太陽の日差しに照らされて輝く笑顔は、昨日会ったときより可愛かった。
俺より10cm程低い身長、スタイルはグラマー(死語)には程遠いスレンダー型。
少し幼い感じがする顔に似合わず、妙に大人っぽい黒髪のロングヘアースタイル。
そんな女の子が俺の目の前にいる。
なぜかは知らないが、一目見たときからどことなく惹かれた。
今まで感じたことのない気持ち・・・この女の子が気になる・・・。
「海…、昨日も見ていたけど…」
「うん」
「どうして見ているんだ?」
「なんとなく……かな?」
女の子は目を細めて海を眺めながら答えた。
その返答になにも答えず、俺も海を眺めることにした。
ザァァァァ〜〜!!
「俺は……なにをしたいんだろう…」
ふっ、といつも抱いている疑問を呟いた。
ここに来れば答えが見つかるかもしれない・・・少なからずそう思っている。
別に答えじゃなくても、ヒントでも見つかれば。
高望みをするわけではないが、何かしら欲しい。
「何を求めているんだろう…」
「あ、あの…」
きゅっ・・・
俺の手が柔らかい感触に包まれる。
気がつくと、いつの間にか女の子が俺の手を握っていた。
「元気だして」
「…そうだな。暗くなっていてもしかたないか」
「…はい♪」
女の子が嬉しそうに微笑むと、ポッと心の中が温かくなる。
会ったばかりなのになんだかそんな気がしない。
なぜだろうか・・・。
「『生きていれば誰でも悩む』なんて言いますが、私はそんなことは言いません。
そんな一言で悩みが解決するわけではありませんし、無くなることはないと思います」
「そう……だな」
「悩みの大きさは人それぞれだと私は思います。
だけど、他人から見れば小さな悩みでも、本人にとっては大きな悩み…」
正直驚いた。
俺はこの女の子を甘く見ていたのかもしれない、この女の子は見た目よりずっと大人なんだ。
初めて会ったばかりなのにそんな感じがしないワケ。
もしかしたら理由はそこかもしれない・・・。
「あ、ごめんなさい。
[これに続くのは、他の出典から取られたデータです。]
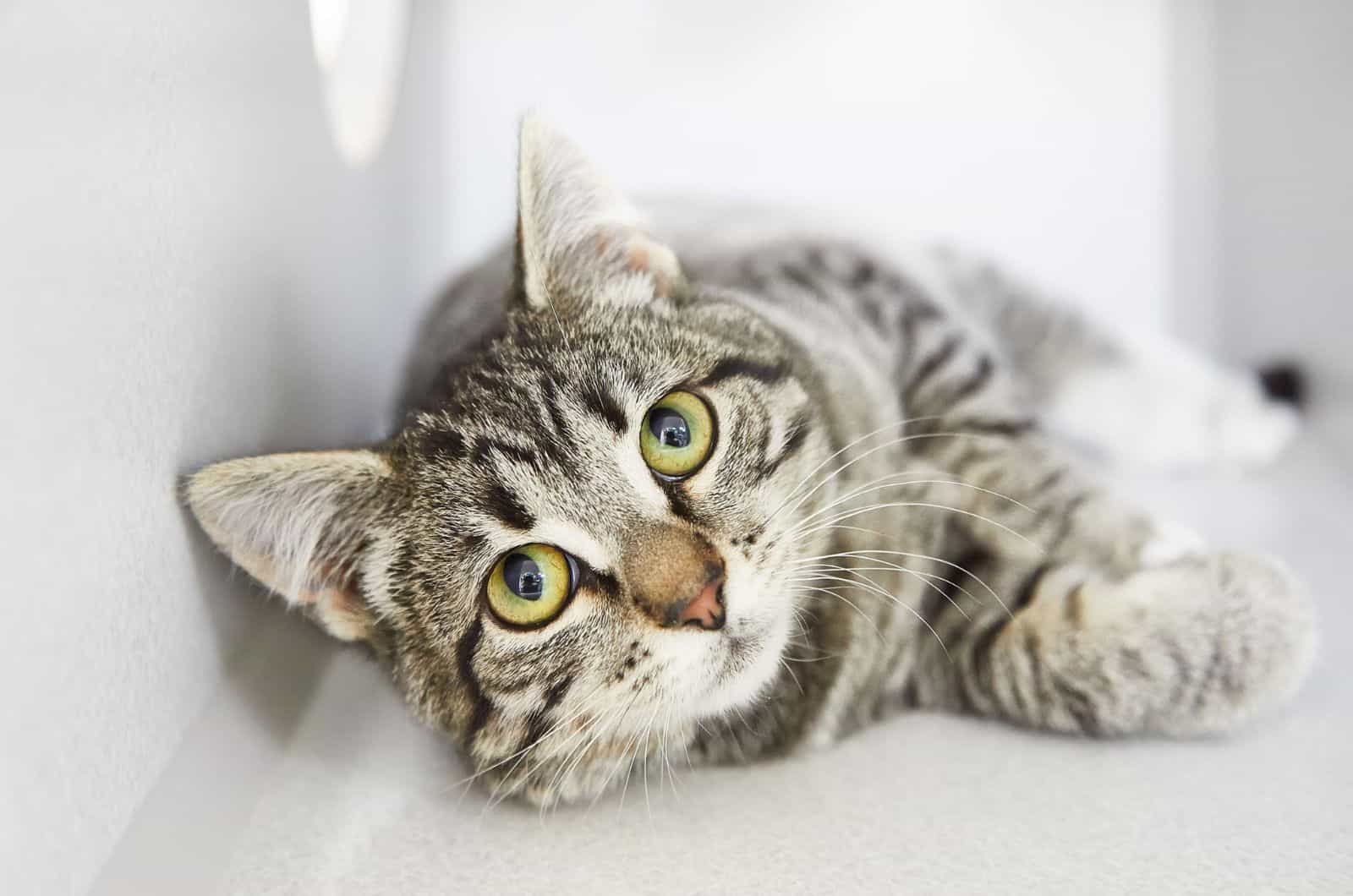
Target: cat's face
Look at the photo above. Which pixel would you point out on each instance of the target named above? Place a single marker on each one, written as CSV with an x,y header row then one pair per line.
x,y
593,535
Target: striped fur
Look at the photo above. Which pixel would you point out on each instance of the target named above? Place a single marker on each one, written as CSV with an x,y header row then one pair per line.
x,y
897,529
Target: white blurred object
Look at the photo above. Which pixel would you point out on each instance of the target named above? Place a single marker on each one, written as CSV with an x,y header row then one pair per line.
x,y
360,49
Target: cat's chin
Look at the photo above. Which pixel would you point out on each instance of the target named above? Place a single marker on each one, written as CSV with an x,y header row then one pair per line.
x,y
743,664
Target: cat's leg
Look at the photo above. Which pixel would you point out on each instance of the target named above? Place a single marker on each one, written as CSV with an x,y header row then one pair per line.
x,y
1137,400
1195,646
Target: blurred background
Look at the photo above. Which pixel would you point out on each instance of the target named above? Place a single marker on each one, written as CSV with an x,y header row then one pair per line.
x,y
220,221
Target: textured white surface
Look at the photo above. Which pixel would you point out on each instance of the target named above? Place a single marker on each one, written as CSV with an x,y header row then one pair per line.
x,y
182,252
347,795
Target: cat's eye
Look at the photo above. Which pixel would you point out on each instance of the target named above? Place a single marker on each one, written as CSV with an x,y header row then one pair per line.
x,y
678,434
531,585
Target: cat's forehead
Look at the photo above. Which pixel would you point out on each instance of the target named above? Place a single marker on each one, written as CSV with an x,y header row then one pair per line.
x,y
545,421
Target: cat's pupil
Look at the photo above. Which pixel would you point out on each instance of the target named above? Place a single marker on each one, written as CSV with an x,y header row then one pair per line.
x,y
524,576
670,428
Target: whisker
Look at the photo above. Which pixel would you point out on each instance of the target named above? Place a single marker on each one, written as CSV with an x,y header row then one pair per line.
x,y
856,512
869,554
903,604
873,451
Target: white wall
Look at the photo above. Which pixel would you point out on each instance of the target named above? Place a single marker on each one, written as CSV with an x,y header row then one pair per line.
x,y
1033,128
187,272
1285,132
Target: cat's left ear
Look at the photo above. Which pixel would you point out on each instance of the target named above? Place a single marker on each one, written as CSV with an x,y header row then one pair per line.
x,y
302,524
581,245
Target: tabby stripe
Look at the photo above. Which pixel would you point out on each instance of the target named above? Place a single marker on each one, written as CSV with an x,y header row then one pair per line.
x,y
1079,704
804,281
912,315
973,383
1030,587
486,444
678,504
1042,699
731,367
863,274
507,508
1008,428
795,439
466,659
931,366
1069,517
550,393
942,597
604,405
446,443
536,724
981,654
1050,479
556,434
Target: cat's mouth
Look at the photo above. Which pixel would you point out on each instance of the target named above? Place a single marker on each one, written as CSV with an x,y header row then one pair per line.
x,y
743,658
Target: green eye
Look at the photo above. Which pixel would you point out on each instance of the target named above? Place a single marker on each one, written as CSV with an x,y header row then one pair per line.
x,y
678,434
531,585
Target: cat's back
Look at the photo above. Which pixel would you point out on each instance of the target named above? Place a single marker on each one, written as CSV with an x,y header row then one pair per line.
x,y
771,254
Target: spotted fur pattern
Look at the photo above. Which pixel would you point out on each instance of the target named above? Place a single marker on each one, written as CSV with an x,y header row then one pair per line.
x,y
896,527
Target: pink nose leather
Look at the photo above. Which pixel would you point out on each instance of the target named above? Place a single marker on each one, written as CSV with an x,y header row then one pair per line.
x,y
676,576
707,608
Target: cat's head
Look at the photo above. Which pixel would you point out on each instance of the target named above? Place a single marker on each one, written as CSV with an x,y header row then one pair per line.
x,y
593,535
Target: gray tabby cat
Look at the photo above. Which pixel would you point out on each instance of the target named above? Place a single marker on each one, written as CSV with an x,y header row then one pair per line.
x,y
748,502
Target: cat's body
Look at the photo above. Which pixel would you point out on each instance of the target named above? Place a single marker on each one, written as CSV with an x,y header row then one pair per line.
x,y
879,522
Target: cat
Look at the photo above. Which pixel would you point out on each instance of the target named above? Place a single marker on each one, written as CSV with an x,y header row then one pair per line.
x,y
728,494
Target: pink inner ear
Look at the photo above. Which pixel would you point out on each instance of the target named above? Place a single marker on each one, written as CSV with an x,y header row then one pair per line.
x,y
646,254
340,610
338,607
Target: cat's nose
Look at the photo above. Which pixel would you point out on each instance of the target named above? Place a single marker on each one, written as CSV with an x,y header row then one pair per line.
x,y
676,576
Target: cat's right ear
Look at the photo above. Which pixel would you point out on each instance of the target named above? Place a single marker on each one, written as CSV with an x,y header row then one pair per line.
x,y
299,522
581,245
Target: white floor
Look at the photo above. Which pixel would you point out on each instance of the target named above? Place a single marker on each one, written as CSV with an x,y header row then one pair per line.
x,y
308,777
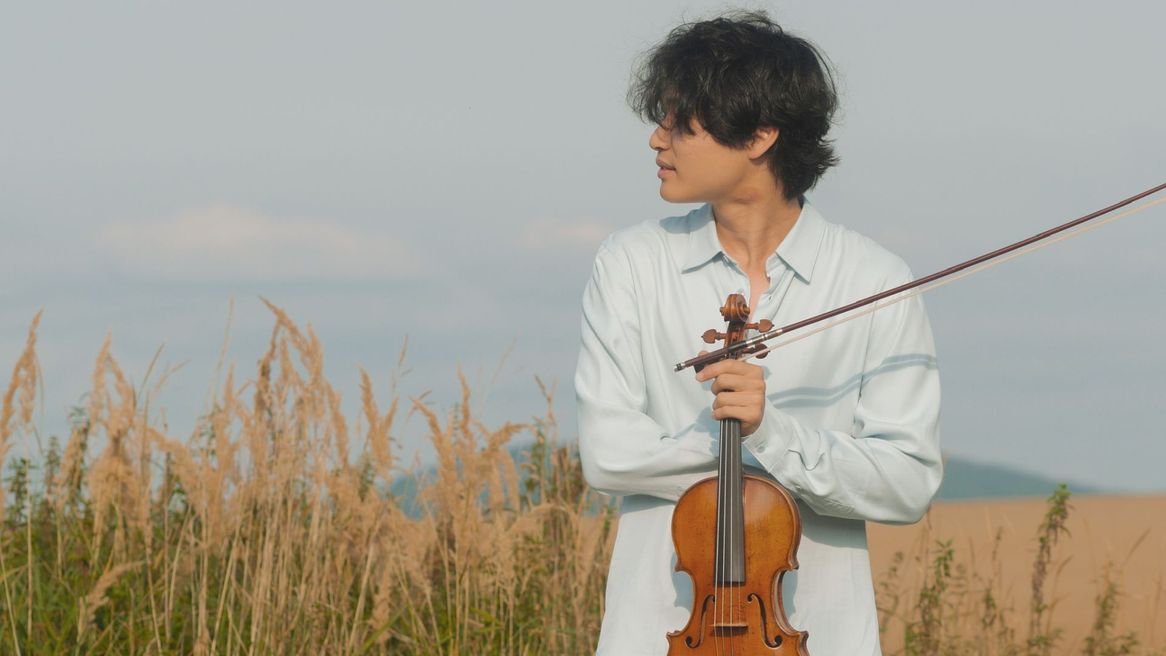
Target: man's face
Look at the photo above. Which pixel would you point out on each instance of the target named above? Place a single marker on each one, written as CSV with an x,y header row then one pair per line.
x,y
703,170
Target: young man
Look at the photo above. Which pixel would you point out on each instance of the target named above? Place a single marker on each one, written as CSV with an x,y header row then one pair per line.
x,y
847,420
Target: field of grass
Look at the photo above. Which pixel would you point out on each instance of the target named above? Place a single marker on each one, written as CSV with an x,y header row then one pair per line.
x,y
266,531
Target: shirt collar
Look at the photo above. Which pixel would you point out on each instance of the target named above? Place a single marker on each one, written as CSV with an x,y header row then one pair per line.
x,y
799,249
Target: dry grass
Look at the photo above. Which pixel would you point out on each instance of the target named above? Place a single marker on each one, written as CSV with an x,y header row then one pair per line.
x,y
268,531
272,528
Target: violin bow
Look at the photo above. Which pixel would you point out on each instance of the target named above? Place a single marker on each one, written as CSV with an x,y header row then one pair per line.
x,y
756,346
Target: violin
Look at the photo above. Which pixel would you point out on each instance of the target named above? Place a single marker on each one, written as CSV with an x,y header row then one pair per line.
x,y
736,536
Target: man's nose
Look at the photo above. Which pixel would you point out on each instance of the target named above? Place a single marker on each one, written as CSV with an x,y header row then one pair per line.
x,y
659,139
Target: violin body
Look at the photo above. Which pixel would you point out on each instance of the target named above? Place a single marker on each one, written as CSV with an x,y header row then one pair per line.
x,y
747,618
736,536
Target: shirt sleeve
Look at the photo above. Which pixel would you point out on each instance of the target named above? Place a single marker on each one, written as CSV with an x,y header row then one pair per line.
x,y
623,450
889,467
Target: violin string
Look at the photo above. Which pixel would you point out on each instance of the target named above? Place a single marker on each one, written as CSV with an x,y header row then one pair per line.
x,y
722,492
952,279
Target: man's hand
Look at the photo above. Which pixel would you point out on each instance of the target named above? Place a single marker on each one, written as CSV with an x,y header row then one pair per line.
x,y
740,392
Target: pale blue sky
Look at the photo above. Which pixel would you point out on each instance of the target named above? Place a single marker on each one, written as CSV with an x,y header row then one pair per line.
x,y
445,171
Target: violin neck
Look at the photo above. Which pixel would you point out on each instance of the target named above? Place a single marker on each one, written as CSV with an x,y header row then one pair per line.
x,y
730,558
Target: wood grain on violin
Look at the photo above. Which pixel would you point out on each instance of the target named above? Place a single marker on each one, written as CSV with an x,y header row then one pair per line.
x,y
736,536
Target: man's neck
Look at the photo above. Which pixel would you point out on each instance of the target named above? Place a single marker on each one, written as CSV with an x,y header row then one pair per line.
x,y
752,226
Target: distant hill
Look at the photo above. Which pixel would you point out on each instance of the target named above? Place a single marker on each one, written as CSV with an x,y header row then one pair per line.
x,y
962,480
967,479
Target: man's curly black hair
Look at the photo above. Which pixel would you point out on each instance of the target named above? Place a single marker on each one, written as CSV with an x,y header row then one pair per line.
x,y
739,72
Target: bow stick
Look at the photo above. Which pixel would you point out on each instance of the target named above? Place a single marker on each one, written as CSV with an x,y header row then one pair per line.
x,y
754,346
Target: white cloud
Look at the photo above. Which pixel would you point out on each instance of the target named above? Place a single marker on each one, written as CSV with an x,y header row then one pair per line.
x,y
560,235
222,242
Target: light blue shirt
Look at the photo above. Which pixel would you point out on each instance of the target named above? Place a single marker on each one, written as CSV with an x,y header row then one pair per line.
x,y
850,425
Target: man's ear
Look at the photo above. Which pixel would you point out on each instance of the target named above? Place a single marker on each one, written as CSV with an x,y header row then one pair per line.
x,y
763,140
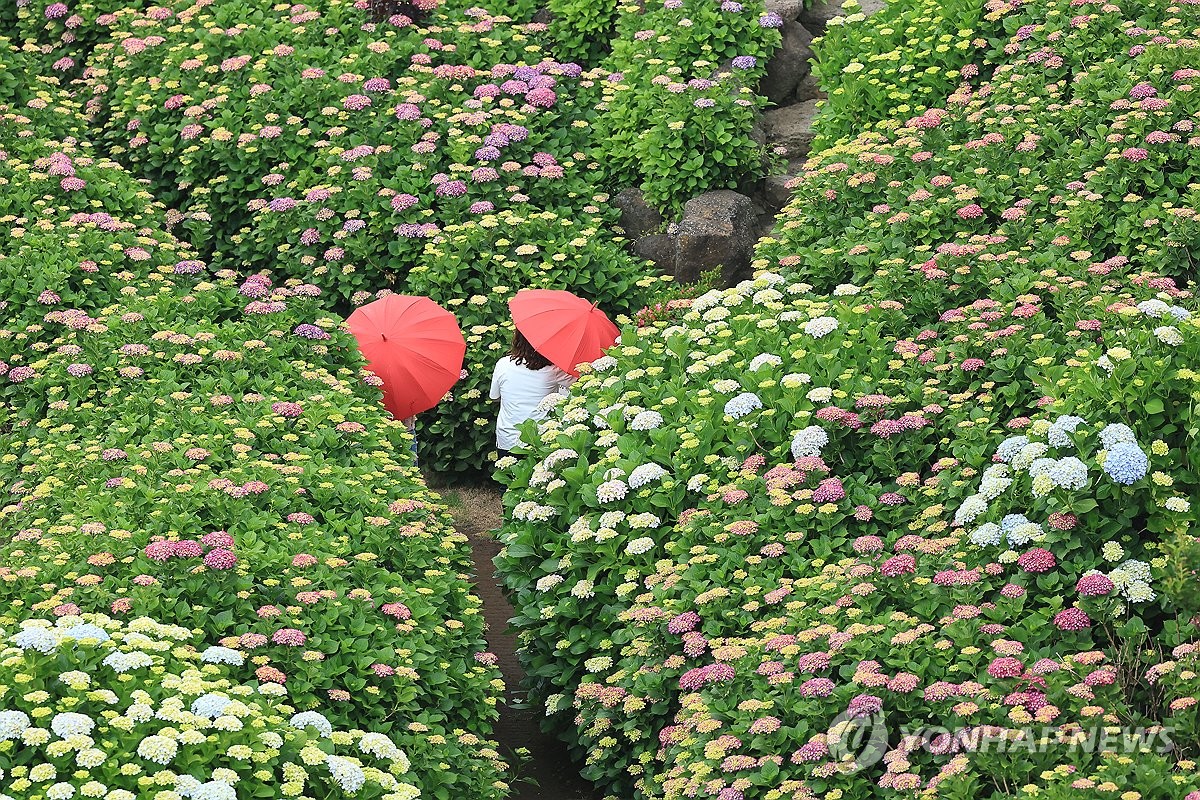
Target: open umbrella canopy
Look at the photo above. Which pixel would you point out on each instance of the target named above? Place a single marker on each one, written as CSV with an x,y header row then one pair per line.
x,y
414,346
562,326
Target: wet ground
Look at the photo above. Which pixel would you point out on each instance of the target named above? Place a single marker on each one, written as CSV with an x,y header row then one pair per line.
x,y
547,771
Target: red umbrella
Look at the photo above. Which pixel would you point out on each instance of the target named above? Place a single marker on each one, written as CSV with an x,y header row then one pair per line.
x,y
414,346
565,329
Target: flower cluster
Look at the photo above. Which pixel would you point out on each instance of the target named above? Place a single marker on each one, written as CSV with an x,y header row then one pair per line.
x,y
119,702
235,487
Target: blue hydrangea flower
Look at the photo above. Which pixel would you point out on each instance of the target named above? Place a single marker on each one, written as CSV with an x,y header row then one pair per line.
x,y
743,405
1069,474
1059,435
1126,463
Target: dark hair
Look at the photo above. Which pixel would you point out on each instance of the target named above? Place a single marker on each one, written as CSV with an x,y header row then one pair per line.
x,y
523,354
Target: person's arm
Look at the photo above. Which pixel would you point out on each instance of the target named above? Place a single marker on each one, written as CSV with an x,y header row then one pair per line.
x,y
496,380
564,380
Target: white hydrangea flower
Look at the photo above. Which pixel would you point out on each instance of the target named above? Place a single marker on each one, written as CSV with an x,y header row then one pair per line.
x,y
549,582
35,638
611,491
1113,552
643,521
69,723
765,359
820,395
84,631
378,745
123,662
821,326
1156,308
13,725
160,750
987,535
210,705
970,510
809,441
646,421
1169,335
639,546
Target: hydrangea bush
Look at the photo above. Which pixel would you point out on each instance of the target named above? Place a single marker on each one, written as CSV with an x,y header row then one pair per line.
x,y
247,483
101,708
952,419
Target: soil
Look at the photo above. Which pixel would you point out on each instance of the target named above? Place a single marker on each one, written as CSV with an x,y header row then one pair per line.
x,y
547,771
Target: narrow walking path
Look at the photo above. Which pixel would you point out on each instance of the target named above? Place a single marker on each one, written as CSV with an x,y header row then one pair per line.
x,y
547,773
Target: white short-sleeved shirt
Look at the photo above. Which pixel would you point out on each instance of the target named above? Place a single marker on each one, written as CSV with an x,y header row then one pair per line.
x,y
520,391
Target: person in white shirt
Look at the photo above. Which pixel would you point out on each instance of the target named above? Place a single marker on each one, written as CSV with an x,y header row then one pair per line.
x,y
521,382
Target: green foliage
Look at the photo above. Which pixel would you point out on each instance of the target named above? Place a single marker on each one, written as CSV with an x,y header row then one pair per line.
x,y
857,483
105,689
475,269
678,108
192,447
582,29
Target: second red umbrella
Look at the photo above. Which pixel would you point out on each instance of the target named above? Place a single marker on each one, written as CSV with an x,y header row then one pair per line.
x,y
564,328
414,346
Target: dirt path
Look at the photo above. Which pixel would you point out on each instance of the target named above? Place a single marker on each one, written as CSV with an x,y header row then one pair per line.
x,y
547,774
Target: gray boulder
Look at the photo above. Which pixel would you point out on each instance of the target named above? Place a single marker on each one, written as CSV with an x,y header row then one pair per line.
x,y
809,89
791,127
637,216
789,66
718,229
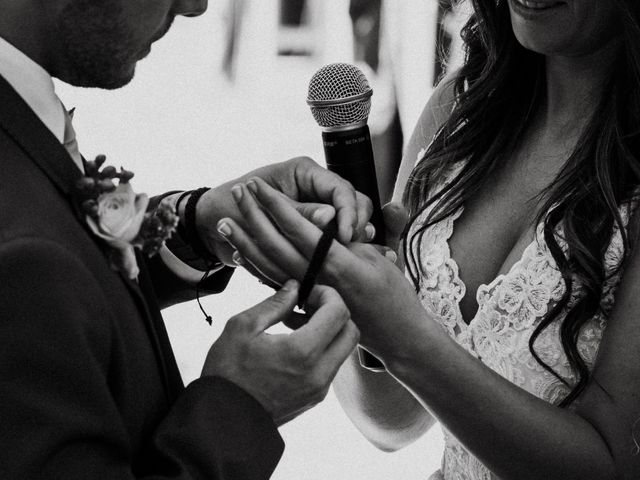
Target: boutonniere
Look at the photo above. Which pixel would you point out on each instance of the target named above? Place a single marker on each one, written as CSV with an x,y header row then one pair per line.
x,y
118,216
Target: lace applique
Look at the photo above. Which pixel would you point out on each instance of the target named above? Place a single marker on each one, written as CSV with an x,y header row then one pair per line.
x,y
509,310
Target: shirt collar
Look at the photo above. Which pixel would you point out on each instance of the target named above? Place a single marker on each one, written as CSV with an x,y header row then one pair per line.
x,y
34,85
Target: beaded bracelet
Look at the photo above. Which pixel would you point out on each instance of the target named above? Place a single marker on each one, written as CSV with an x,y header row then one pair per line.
x,y
190,230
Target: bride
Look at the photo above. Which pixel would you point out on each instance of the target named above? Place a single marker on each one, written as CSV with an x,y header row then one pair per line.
x,y
516,321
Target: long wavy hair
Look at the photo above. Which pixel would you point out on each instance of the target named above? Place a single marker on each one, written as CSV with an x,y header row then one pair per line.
x,y
496,93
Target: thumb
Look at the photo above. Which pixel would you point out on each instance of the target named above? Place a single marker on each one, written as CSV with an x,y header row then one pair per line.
x,y
395,217
273,310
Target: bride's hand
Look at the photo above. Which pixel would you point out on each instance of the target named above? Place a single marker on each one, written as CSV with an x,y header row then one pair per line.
x,y
278,241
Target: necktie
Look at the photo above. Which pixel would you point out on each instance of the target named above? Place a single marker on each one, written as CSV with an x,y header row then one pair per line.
x,y
70,142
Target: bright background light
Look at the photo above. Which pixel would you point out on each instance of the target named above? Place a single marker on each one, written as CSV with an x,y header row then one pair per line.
x,y
182,124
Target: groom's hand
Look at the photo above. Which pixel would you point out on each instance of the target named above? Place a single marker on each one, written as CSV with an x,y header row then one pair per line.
x,y
286,373
315,192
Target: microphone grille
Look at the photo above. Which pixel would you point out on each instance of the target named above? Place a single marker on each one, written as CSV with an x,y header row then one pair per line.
x,y
339,95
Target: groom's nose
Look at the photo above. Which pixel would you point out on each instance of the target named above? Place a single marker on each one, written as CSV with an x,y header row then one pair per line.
x,y
190,8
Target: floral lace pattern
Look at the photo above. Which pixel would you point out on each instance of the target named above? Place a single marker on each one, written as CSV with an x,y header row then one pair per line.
x,y
509,309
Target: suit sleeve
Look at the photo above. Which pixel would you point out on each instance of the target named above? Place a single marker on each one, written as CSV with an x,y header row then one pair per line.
x,y
169,286
57,410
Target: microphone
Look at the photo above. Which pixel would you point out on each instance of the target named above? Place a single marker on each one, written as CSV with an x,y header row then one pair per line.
x,y
340,100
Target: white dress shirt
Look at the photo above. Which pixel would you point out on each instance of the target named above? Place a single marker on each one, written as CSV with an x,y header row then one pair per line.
x,y
34,84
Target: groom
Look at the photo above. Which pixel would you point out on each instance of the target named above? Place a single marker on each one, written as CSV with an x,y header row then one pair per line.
x,y
90,387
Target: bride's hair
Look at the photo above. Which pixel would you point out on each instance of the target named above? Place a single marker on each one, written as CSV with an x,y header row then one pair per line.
x,y
496,93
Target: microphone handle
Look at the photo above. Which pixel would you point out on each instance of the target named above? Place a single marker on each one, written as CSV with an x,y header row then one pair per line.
x,y
350,155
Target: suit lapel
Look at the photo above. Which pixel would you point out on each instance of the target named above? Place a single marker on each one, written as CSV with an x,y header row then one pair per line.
x,y
36,140
26,129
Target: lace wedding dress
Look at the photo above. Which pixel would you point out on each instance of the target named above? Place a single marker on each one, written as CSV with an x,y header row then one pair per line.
x,y
509,309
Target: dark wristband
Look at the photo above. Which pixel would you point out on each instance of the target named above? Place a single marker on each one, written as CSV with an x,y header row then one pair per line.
x,y
317,260
190,230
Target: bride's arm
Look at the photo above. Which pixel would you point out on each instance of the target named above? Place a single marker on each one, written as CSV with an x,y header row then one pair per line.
x,y
382,409
514,433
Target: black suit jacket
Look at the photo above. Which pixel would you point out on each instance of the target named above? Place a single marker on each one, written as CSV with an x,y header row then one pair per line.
x,y
89,386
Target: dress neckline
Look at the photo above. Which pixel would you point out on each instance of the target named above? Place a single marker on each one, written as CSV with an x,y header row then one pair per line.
x,y
460,320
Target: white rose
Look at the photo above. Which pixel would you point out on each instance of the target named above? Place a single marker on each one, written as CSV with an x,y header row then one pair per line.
x,y
120,216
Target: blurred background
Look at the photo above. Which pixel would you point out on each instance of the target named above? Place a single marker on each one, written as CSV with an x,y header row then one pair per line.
x,y
225,93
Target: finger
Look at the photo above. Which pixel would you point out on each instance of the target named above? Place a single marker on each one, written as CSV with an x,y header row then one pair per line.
x,y
249,252
340,349
387,252
317,183
319,214
296,320
270,243
274,280
364,208
329,317
395,217
271,311
302,234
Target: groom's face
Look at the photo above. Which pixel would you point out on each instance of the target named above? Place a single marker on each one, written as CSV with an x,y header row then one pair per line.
x,y
102,40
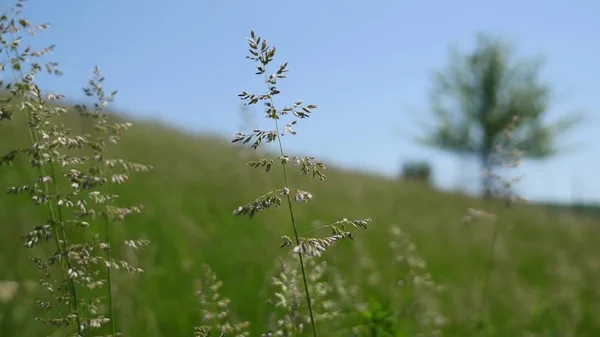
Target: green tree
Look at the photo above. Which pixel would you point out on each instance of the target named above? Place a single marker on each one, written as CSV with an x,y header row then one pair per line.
x,y
478,94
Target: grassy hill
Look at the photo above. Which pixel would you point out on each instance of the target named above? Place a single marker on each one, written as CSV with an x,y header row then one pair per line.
x,y
544,281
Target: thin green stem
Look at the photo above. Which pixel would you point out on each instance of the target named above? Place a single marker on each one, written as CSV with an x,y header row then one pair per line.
x,y
65,249
488,271
293,220
111,305
296,237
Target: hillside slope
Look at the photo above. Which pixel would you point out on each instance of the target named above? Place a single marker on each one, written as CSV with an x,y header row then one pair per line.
x,y
545,279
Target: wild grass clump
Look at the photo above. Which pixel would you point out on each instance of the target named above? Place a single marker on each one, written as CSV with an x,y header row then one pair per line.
x,y
505,276
72,174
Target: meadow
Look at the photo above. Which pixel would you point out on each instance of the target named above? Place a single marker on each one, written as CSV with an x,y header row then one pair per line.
x,y
544,282
418,269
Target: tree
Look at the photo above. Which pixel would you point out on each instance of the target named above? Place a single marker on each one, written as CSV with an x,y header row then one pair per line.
x,y
478,95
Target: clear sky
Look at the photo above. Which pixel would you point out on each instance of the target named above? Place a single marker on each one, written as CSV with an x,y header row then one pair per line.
x,y
366,64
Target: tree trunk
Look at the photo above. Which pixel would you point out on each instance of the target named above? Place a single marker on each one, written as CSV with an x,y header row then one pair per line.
x,y
486,180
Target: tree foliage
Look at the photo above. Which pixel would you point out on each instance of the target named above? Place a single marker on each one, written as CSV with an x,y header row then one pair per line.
x,y
478,94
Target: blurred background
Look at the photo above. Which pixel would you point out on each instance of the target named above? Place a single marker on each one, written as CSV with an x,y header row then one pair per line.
x,y
412,99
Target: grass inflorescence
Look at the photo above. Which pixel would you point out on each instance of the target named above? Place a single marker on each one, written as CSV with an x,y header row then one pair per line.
x,y
71,192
会ったばかりの方に失礼かな?」
「……ぷっ」
俺は思わず吹き出してしまった。
ときどき口調が大人っぽくなったり、子供っぽくなったりと面白い子だ。
「わ、笑わないでください…」
「ははは、すまない。口調が子供っぽくなるなって」
「自分でも気にしているんです」
「まぁ、俺は可愛くていいと思うけど?」
「か、かかかか…からかわないでください」
女の子は頬を赤く染め、恥ずかしそうに俯いてしまった。
ザァァァ〜〜!!
お互いに一言も喋らず、波の音だけが響く。
柔らかい時間がゆっくりと流れた。
俺達を優しく包み込むようにのんびりと緩やかに・・・。